ANALYSTS say they are uneasy about how the government will be able to finance this year’s budget – especially the “larger-than-normal” N$21 billion deficit.
During tabling, minister of finance Iipumbu Shiimi said the budget would be funded by “own savings” and domestic and external borrowing.
The minister did not give a detailed explanation on how this would be done, but it is expected that “own savings” means funds set aside to redeem maturing bonds.
Domestic and external borrowing would then be actual loans from financing institutions and the issuing of government bonds and treasury bills.
Although this has always been the fashion of funding the government’s spending, especially the deficit, analysts have raised concerns over a further possible cornering of pension funds to fund this year’s N$21 billion deficit, or at least the bigger part of it.
Expectations are that the government will increase the domestic asset requirement this year to between 50% and 55%.
This domestic asset requirement is a regulation dictating how much mainly pension funds should invest within Namibia. It is currently at 45% of total assets.
The government has been increasing this rate over the years, a move that left pension funds no choice but to take up government debt, if they were to meet annual returns requirements.
In their budget commentary statement, analysts at Cirrus Capital say the government is expected to increase local asset requirement to 50% or 55% from the current 45% to aid with the financing requirement.
The concern with this is that it is not expected to yield the same pension funds demand as in the past.
“The artificial stimulus created by the amendment of pension fund regulations is no longer present and will lower the demand for longer-dated government securities,” the analysts say.
According to them, if the government intends to keep domestic funding costs stable or marginally higher, it must issue more short-term debt, as compared to longer dated instruments, or further amend pension fund regulations.
However, both options are undesirable, they say in the statement.
“The government maturity profile is a concern and pension funds are facing a challenging environment for returns, and following these short-sighted strategies will only heighten these risks,” they say.
They also caution that issuing shorter-term notes launches a dangerous cycle which could lead to a debt trap, whereas further decimating workers’ pension savings comes with long-term dangers.

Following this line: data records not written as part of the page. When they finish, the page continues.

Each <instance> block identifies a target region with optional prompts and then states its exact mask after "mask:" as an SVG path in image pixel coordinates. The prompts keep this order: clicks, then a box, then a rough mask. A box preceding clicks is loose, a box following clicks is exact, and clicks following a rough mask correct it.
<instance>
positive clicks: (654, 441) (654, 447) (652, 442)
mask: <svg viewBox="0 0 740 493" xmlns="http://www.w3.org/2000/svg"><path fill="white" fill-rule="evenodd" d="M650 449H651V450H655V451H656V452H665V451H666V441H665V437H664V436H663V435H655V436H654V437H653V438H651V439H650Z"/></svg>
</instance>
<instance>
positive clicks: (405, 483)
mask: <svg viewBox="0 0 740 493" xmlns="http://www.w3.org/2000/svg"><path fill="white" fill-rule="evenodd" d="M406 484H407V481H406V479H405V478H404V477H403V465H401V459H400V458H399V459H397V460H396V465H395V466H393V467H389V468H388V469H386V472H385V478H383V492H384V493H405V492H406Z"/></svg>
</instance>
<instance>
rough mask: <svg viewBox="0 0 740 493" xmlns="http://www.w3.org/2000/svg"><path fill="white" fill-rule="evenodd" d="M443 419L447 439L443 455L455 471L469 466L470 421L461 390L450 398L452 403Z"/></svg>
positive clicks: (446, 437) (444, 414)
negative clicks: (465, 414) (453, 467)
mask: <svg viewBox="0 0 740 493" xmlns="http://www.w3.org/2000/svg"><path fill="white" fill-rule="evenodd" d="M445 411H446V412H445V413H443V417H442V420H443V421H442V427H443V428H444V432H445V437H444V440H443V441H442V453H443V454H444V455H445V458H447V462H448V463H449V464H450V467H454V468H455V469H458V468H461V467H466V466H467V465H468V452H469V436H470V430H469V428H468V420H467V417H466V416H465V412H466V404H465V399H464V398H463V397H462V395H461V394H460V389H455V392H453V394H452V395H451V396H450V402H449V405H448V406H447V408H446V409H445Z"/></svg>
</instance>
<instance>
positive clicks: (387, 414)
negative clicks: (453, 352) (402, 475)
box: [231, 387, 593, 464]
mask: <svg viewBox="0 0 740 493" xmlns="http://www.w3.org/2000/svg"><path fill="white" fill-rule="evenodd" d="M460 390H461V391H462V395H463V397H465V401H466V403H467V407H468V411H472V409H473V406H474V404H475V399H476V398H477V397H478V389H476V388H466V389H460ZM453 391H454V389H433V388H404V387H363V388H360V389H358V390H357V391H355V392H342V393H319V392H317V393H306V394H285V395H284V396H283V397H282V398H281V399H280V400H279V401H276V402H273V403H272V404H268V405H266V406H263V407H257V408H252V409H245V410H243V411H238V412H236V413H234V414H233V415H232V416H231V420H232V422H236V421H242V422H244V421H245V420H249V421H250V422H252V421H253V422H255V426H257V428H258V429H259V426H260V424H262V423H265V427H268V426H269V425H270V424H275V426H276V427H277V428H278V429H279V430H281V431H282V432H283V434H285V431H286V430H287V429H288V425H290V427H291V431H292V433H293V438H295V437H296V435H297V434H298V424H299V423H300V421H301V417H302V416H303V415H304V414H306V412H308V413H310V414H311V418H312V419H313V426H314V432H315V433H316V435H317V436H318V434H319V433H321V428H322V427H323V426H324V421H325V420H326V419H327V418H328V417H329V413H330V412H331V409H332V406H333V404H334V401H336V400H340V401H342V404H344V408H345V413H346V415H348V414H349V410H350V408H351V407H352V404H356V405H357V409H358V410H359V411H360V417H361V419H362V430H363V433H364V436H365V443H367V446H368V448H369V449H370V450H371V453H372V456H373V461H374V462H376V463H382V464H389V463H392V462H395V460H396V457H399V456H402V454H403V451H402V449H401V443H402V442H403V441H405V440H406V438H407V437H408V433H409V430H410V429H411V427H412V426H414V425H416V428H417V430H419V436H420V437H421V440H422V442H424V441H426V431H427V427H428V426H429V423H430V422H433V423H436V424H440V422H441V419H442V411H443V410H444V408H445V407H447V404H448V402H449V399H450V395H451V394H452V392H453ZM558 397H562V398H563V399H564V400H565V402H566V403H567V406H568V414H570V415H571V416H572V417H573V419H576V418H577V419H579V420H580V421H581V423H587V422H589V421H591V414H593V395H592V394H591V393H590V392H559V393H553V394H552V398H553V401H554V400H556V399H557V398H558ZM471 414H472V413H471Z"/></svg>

“Because of this, upward adjustments in interest payments are somewhat likely,” they say.
Former finance minister Calle Schlettwein in the past had said investing in government debt is never forced on investors.
“Investors are invited to partake in the auctions, and they can do so at their own discretion based on their investment needs and portfolio structure,” the minister had said.
reported last year that the Government Institutions Pension Fund (GIPF) was bailing out the government to fund their operational budget as the fund took up most of the government’s debt.
The GIPF, however, refuted this, claiming they were responsible investors whose domestic regulations and the dominance of government debt on the market caused them to take up much of the debt.
The GIPF is expected to this year again occupy a bigger chunk of government debt.
Early this year, before the national budget tabling, the cornering of pension funds sparked debate, with South African online publication Fin24 reporting the hiking of the domestic asset requirement was indeed a trick to fund government needs, and not entirely to grow the local financial market.
“The government created legislated demand for bonds,” James Mnyupe, managing director of Allan Gray Namibia, told Fin24 at the time.
This then accordingly led to a ballooning in the returns on Namibian government bonds as asset managers scrambled to find healthy investable assets amid a dearth of stocks.
Government bonds and treasury bills now stand at N$70 billion.
According to the Namibia financial system stability assessment issued by the International Monetary Fund (IMF) in February 2018, the fund said the local economy has a large pool of funds chasing very few investments.
As concerns linger, the government’s creditworthiness is also on a downward trend, and investors are more likely to be repelled by the debt burden and debt non-affordability risks that come with it.